Monitoring Redis during this process shows:
$ redis-cli
monitor
.... [0 127.0.0.1:50232] "ZADD" "aristotleWordCounts" "1" "are"
.... [0 127.0.0.1:50232] "ZADD" "aristotleWordCounts" "1" "what"
.... [0 127.0.0.1:50232] "ZADD" "aristotleWordCounts" "1" "mind"
.... [0 127.0.0.1:50232] "ZADD" "aristotleWordCounts" "1" "able"
.... [0 127.0.0.1:50232] "ZADD" "aristotleWordCounts" "1" "educated"
.... [0 127.0.0.1:50232] "ZADD" "aristotleWordCounts" "1" "repeatedly"
.... [0 127.0.0.1:50232] "ZADD" "aristotleWordCounts" "1" "it"
.... [0 127.0.0.1:50232] "ZADD" "aristotleWordCounts" "1" "then"
.... [0 127.0.0.1:50232] "ZADD" "aristotleWordCounts" "2" "an"
.... [0 127.0.0.1:50232] "ZADD" "aristotleWordCounts" "1" "accepting"
.... [0 127.0.0.1:50232] "ZADD" "aristotleWordCounts" "1" "entertain"
.... [0 127.0.0.1:50232] "ZADD" "aristotleWordCounts" "1" "do"
.... [0 127.0.0.1:50232] "ZADD" "aristotleWordCounts" "1" "but"
.... [0 127.0.0.1:50232] "ZADD" "aristotleWordCounts" "1" "act"
.... [0 127.0.0.1:50232] "ZADD" "aristotleWordCounts" "1" "thought"
.... [0 127.0.0.1:50232] "ZADD" "aristotleWordCounts" "2" "is"
.... [0 127.0.0.1:50232] "ZADD" "aristotleWordCounts" "1" "It"
.... [0 127.0.0.1:50232] "ZADD" "aristotleWordCounts" "1" "be"
.... [0 127.0.0.1:50232] "ZADD" "aristotleWordCounts" "2" "to"
.... [0 127.0.0.1:50232] "ZADD" "aristotleWordCounts" "1" "of"
.... [0 127.0.0.1:50232] "ZADD" "aristotleWordCounts" "1" "habit"
.... [0 127.0.0.1:50232] "ZADD" "aristotleWordCounts" "1" "not"
.... [0 127.0.0.1:50232] "ZADD" "aristotleWordCounts" "2" "a"
.... [0 127.0.0.1:50232] "ZADD" "aristotleWordCounts" "1" "without"
.... [0 127.0.0.1:50232] "ZADD" "aristotleWordCounts" "1" "the"
.... [0 127.0.0.1:50232] "ZADD" "aristotleWordCounts" "1" "mark"
.... [0 127.0.0.1:50232] "ZADD" "aristotleWordCounts" "1" "Excellence"
.... [0 127.0.0.1:50232] "ZADD" "aristotleWordCounts" "1" "We"

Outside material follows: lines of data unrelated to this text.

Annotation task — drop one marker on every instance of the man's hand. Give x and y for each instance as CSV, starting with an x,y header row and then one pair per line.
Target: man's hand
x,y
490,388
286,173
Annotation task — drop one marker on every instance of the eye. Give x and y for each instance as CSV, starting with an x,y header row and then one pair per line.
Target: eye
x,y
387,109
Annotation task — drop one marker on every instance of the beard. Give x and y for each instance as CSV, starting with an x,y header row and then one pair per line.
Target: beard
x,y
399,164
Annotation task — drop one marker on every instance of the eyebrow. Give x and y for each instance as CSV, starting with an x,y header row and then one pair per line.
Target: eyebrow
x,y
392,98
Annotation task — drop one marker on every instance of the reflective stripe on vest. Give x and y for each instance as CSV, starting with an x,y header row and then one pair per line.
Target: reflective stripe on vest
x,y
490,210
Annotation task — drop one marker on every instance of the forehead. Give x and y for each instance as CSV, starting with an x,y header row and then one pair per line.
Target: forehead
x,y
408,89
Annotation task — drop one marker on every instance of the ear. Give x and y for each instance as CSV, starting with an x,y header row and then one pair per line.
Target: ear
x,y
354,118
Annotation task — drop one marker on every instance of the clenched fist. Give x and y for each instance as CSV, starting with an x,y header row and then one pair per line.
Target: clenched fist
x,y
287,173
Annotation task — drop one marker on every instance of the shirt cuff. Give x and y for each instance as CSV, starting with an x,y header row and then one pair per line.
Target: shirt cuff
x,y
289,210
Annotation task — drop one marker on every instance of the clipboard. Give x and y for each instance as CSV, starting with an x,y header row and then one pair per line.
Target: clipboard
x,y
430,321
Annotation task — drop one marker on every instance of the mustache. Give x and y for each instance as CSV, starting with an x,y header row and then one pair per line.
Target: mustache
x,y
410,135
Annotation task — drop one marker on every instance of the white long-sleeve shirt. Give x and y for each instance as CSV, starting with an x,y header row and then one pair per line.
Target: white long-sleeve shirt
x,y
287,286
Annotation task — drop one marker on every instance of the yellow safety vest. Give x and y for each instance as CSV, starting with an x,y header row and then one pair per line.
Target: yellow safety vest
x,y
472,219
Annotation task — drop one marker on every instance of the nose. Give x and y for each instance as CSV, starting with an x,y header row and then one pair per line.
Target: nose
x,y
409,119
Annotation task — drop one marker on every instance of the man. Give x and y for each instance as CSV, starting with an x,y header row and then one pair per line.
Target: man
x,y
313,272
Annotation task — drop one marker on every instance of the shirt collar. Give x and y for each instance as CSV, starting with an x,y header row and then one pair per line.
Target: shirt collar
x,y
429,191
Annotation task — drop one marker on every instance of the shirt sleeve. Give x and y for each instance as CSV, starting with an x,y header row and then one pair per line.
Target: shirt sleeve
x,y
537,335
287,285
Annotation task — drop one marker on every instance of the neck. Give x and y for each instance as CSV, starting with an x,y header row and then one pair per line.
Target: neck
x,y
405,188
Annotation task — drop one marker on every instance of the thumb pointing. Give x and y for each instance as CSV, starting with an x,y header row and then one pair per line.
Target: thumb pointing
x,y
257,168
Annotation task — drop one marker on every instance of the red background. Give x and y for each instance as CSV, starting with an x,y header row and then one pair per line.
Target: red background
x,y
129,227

.... [0 127.0.0.1:50232] "ZADD" "aristotleWordCounts" "1" "we"
The amalg.cache
file was generated while tracing your main program while it was using remoting to work with a remote Redis server.
$ cat amalg.cache
return {
[ "stuart-redis.RedisConfig" ] = "L",
[ "stuart.class" ] = "L",
[ "stuart-redis.RedisEndpoint" ] = "L",
[ "stuart-redis" ] = "L",
[ "stuart.Context" ] = "L",
[ "moses" ] = "L",
[ "stuart.RDD" ] = "L",
[ "stuart.SparkConf" ] = "L",
[ "stuart-redis.RedisRemoteContext" ] = "L",
[ "stuart.Partition" ] = "L",
[ "redis" ] = "L",
[ "socket.core" ] = "C",
[ "stuart.internal.logging" ] = "L",
[ "stuart" ] = "L",
[ "stuart-redis.RedisContext" ] = "L",
[ "socket" ] = "L",
[ "stuart.internal.Logger" ] = "L",
}
Now edit the file and replace RedisRemoteContext
with RedisEmbeddedContext
.
Merge main's LuaRocks dependencies into a single script, while excluding Stuart-Redis modules related to remoting.
$ amalg-redis.lua -s main.lua -o main-with-dependencies.lua -c -i "^redis$" -i "^socket" -i "RedisConfig$" -i "RedisEndpoint$"
$ redis-cli --eval main-with-dependencies.lua 0,0
If you are monitoring Redis this time, you'll notice that the same 29 ZADD commands were performed -- but this time they were all run within the context of a single Redis EVAL command.
main.lua
is also available at examples/embedding.